Par Michel Guillaume, Julie Zaugg - Mis en ligne le 17.09.2009 à 09:54

Face à la menace du PDC Urs Schwaller, les libéraux-radicaux sont parvenus à faire élire le Neuchâtelois Didier Burkhalter. L’UDC y a contribué, à contre-cœur.

C’est une séance très discrète qui s’est tenue mardi 15 septembre à 23 heures dans un des salons feutrés de l’Hôtel Bellevue. Alors que, à moins de 50 mètres de là, des dizaines de caméras traquent le moindre conciliabule entre politiciens, les dirigeants des deux Partis libéral-radical (PLR) et UDC, soit les présidents Fulvio Pelli et Toni Brunner, tout comme les chefs de groupe Gabi Huber et Caspar Baader, serrent les rangs.
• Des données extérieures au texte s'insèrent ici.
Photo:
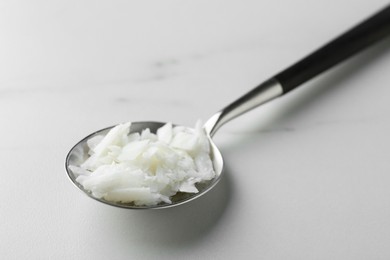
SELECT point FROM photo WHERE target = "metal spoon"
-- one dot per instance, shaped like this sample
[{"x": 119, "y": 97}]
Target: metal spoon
[{"x": 366, "y": 33}]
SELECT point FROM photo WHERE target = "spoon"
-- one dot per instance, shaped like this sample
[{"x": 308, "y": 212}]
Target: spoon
[{"x": 356, "y": 39}]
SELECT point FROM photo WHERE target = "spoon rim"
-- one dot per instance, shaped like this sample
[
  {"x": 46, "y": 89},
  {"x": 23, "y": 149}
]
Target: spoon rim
[{"x": 215, "y": 154}]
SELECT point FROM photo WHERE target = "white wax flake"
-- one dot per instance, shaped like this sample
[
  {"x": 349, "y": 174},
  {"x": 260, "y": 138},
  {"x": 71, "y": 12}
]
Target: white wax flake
[{"x": 147, "y": 168}]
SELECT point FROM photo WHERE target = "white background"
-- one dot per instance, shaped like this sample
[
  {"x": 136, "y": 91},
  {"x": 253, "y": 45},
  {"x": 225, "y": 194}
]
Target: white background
[{"x": 307, "y": 175}]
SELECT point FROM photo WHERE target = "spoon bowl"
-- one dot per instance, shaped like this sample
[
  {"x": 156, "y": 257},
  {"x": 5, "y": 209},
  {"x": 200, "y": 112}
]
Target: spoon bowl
[
  {"x": 356, "y": 39},
  {"x": 79, "y": 153}
]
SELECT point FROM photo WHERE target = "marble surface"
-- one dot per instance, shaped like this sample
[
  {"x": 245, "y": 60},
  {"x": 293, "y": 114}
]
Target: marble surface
[{"x": 307, "y": 175}]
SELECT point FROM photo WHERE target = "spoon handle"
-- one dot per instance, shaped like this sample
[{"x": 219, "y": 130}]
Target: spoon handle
[
  {"x": 356, "y": 39},
  {"x": 346, "y": 45}
]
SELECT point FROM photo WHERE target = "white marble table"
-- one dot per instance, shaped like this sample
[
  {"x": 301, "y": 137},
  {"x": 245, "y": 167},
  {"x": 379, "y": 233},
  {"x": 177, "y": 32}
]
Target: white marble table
[{"x": 307, "y": 177}]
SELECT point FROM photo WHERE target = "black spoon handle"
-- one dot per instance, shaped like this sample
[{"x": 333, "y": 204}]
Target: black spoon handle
[
  {"x": 341, "y": 48},
  {"x": 366, "y": 33}
]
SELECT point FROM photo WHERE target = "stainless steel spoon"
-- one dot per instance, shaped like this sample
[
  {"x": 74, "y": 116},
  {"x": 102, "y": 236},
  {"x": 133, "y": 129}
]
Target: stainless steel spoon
[{"x": 365, "y": 34}]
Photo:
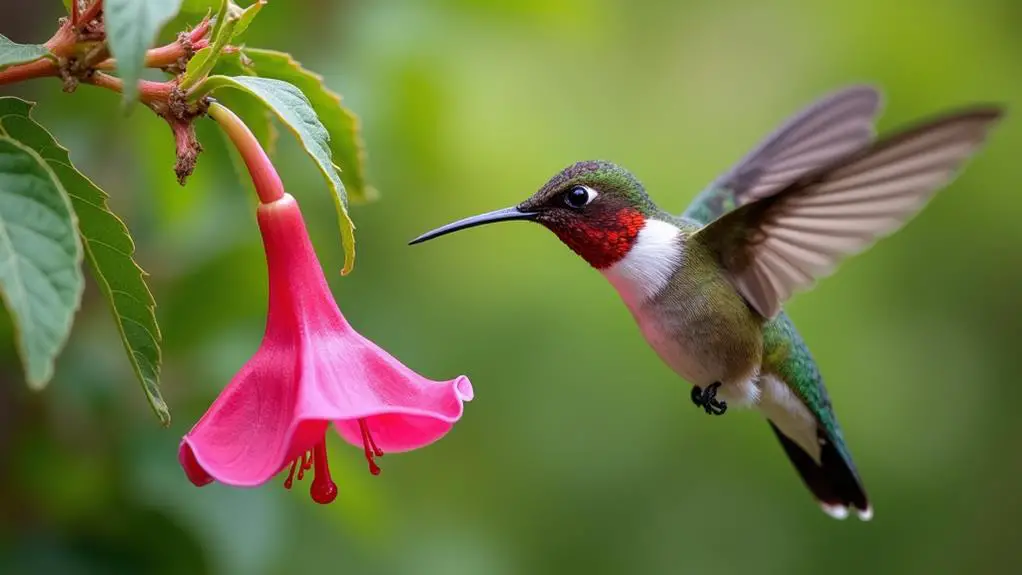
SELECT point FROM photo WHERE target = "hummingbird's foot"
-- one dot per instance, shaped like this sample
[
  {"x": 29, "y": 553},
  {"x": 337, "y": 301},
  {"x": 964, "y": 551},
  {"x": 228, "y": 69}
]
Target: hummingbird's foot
[{"x": 706, "y": 398}]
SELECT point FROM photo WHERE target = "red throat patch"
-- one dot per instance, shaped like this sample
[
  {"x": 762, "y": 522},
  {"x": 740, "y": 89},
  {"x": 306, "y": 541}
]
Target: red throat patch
[{"x": 604, "y": 241}]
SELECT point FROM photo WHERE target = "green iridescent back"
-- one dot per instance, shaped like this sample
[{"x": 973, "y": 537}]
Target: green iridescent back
[{"x": 785, "y": 353}]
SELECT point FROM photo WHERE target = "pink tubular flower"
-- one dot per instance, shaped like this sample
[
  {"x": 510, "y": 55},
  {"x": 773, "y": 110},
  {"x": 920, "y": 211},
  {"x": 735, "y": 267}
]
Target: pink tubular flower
[{"x": 312, "y": 369}]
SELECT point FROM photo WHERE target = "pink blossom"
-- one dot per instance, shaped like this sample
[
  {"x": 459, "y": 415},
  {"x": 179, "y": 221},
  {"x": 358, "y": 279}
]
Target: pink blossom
[{"x": 312, "y": 369}]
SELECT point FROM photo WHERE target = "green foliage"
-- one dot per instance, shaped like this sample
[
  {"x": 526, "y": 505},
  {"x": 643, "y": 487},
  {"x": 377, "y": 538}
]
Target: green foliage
[
  {"x": 345, "y": 139},
  {"x": 13, "y": 53},
  {"x": 245, "y": 16},
  {"x": 108, "y": 248},
  {"x": 259, "y": 118},
  {"x": 40, "y": 275},
  {"x": 131, "y": 29},
  {"x": 203, "y": 60},
  {"x": 293, "y": 108}
]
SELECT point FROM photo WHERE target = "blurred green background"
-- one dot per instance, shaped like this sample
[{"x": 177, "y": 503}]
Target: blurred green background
[{"x": 582, "y": 452}]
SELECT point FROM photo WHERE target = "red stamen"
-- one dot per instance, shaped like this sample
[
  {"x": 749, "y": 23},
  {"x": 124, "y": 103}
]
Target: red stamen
[
  {"x": 290, "y": 476},
  {"x": 324, "y": 489},
  {"x": 370, "y": 447}
]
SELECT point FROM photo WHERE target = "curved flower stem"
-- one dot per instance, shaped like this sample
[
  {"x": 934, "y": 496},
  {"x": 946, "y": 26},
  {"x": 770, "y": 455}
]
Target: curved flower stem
[{"x": 268, "y": 184}]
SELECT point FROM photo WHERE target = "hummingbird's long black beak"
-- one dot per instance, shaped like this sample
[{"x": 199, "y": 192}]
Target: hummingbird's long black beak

Un seul mot d’ordre: tout mettre en œuvre pour maintenir le second siège du PLR, ne laisser aucune voix se perdre au profit du candidat de combat PDC Urs Schwaller. Dès lors, les dés sont jetés. Sur le ticket PLR, seul Didier Burkhalter est en mesure de battre le Fribourgeois.
Cela se confirme le lendemain. Le Neuchâtelois est élu par 129 voix, contre 106 au chef de groupe du PDC. «Vous avez fait le choix du respect des équilibres et servi la cohésion du pays», se réjouit-il, des trémolos dans la voix.
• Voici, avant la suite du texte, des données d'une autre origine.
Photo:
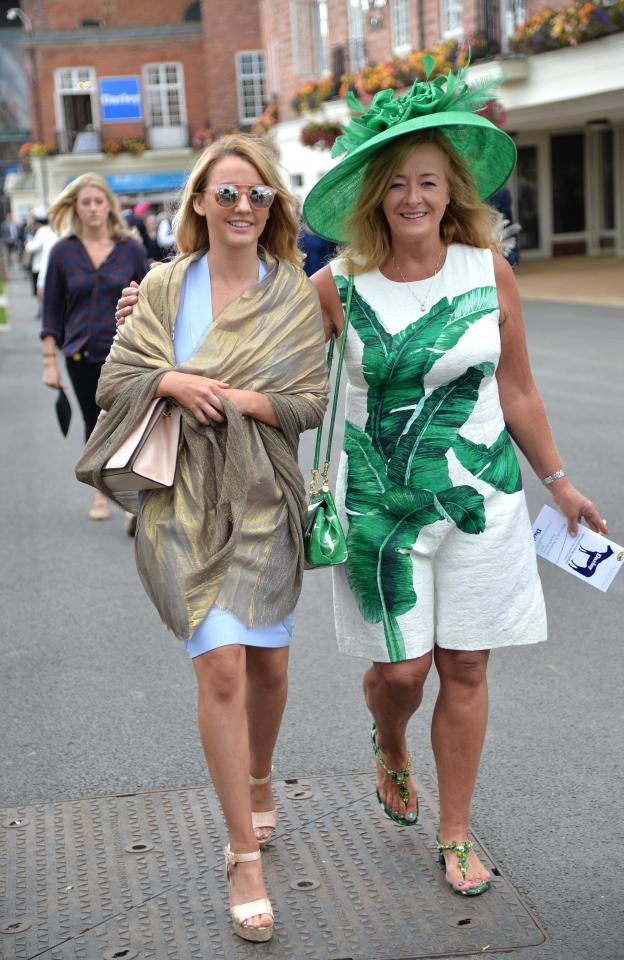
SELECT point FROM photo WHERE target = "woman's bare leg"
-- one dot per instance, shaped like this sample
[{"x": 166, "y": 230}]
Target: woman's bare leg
[
  {"x": 222, "y": 719},
  {"x": 457, "y": 735},
  {"x": 393, "y": 693},
  {"x": 266, "y": 692}
]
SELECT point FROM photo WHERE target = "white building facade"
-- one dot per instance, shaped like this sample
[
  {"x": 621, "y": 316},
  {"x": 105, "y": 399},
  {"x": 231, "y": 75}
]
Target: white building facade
[{"x": 565, "y": 111}]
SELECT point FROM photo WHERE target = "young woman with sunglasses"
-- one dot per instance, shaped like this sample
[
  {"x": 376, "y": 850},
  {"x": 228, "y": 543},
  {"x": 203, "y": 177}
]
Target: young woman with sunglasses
[{"x": 232, "y": 332}]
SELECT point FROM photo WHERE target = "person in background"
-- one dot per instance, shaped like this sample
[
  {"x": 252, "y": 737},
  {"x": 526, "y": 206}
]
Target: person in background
[
  {"x": 165, "y": 235},
  {"x": 86, "y": 268},
  {"x": 42, "y": 239},
  {"x": 505, "y": 227},
  {"x": 154, "y": 251},
  {"x": 317, "y": 250},
  {"x": 9, "y": 233}
]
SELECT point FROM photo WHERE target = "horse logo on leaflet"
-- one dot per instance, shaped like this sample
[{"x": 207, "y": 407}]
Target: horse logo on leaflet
[{"x": 595, "y": 557}]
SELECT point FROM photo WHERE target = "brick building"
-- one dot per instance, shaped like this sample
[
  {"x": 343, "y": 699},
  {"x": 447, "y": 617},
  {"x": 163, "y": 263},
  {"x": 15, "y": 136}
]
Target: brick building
[
  {"x": 565, "y": 107},
  {"x": 160, "y": 72}
]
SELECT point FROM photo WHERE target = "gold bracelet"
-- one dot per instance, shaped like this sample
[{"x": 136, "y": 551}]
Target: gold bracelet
[{"x": 557, "y": 475}]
Didier Burkhalter revient de loin. Lorsque Pascal Couchepin démissionne, le 12 juin, le sénateur a beau être le «candidat naturel» à sa succession depuis deux bonnes années. Le favori donne pourtant l’impression d’un boxeur groggy dans les cordes. Il a beaucoup de soucis et supporte mal la pression médiatique. En aparté, il confie à L’Hebdo qu’il songe sérieusement à ne pas se lancer dans la course. «Je vais probablement renoncer. Ma décision est prise à 95 %.» En suscitant la candidature de Christian Lüscher, le président Pelli a encore renforcé ses doutes.
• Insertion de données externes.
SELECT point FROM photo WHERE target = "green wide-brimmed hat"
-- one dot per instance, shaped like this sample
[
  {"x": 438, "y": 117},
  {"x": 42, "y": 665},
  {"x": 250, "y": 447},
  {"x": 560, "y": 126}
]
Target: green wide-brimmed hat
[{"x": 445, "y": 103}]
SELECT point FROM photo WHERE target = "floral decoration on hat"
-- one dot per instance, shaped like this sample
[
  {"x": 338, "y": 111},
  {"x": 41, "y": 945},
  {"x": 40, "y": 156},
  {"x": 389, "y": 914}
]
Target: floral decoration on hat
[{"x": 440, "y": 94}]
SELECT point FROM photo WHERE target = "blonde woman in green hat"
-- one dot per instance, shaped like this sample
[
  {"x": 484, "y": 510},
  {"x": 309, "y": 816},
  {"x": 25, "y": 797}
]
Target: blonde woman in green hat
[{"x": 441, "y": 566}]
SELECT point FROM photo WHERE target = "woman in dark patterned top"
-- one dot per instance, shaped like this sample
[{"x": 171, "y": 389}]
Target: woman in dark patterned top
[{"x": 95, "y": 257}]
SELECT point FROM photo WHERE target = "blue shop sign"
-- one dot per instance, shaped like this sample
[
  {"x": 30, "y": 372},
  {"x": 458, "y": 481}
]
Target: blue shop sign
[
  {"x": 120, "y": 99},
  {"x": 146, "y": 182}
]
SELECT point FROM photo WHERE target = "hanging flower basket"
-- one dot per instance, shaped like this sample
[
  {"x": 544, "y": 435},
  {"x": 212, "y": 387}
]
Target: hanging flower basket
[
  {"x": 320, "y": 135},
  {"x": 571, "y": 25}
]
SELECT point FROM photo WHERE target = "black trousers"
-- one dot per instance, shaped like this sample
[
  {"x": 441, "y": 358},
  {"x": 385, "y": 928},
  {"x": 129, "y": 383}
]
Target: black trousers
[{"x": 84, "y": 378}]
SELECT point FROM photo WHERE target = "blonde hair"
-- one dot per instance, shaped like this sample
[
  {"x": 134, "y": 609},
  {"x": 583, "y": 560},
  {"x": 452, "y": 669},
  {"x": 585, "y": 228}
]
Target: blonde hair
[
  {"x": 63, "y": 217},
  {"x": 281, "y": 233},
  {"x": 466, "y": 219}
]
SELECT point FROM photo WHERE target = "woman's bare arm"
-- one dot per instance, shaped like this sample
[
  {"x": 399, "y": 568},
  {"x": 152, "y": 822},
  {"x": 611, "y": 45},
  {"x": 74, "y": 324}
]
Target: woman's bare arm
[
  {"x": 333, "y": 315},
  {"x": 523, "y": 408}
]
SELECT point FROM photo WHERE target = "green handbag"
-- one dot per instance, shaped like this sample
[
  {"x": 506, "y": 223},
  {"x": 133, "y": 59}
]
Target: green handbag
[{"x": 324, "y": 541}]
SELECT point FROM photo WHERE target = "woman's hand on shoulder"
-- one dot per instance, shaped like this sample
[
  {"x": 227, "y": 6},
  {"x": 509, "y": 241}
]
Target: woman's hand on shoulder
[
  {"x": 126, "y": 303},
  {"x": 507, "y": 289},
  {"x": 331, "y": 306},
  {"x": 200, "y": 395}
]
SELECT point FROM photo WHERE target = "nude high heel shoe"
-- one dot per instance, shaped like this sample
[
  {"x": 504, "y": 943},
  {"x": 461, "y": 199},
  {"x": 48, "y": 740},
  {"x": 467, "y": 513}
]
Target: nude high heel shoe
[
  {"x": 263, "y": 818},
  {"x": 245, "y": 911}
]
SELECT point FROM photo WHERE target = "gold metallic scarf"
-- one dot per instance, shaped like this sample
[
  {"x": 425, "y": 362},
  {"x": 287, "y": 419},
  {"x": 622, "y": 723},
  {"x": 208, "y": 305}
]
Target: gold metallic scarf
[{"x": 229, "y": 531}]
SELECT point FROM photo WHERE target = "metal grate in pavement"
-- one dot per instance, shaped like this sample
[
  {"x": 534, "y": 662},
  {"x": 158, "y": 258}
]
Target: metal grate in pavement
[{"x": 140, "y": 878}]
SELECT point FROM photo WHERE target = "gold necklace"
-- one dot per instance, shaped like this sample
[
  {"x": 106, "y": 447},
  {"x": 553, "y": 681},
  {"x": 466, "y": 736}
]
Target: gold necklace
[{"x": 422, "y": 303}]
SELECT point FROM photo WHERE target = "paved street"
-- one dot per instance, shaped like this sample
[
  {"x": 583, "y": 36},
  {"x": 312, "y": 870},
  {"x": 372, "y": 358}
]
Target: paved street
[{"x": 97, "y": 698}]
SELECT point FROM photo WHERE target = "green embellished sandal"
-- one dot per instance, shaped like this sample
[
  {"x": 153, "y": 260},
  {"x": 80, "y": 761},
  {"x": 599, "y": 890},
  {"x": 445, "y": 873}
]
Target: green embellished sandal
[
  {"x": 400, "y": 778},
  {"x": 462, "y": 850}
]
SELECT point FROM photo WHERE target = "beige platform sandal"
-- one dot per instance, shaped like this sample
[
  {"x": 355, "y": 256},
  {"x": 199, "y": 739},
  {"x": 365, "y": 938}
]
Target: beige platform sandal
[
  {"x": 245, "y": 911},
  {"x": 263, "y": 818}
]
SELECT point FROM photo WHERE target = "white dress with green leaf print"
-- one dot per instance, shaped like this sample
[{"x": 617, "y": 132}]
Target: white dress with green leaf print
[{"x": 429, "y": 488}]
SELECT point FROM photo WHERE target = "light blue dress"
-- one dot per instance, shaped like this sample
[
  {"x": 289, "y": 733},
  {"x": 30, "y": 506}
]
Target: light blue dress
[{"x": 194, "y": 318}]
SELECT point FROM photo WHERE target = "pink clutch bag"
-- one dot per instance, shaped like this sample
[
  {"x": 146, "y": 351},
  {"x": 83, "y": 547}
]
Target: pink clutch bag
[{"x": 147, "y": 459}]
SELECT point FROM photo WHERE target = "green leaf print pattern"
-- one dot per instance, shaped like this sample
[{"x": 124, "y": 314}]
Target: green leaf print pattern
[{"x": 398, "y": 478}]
La victoire du Neuchâtelois, c’est un peu celle de l’éloge du doute. En moins de 100 jours, Didier Burkhalter est passé d’une grande fébrilité à l’affirmation discrète de sa personnalité. La «souris grise», ainsi que le qualifie l’UDC Peter Spuhler, a fini par faire son trou. Il a imposé son style si atypique, malgré les critiques de ses nombreux détracteurs. Il est «trop psychorigide, trop lisse, trop peu courageux, trop peu charismatique» pour incarner l’avenir d’une Suisse en pleine crise économique.
Car depuis que le PDC a perdu son second siège, la politique obéit toujours plus à une logique de confrontation, ce qui horripile le Neuchâtelois. «Les partis politiques ne songent plus qu’à se profiler au lieu de chercher des solutions constructives aux problèmes concrets qui se posent. Didier Burkhalter a souffert de cela. Il a horreur de mettre en scène sa propre personne», note le chef de la communication du PLR, Damien Cottier.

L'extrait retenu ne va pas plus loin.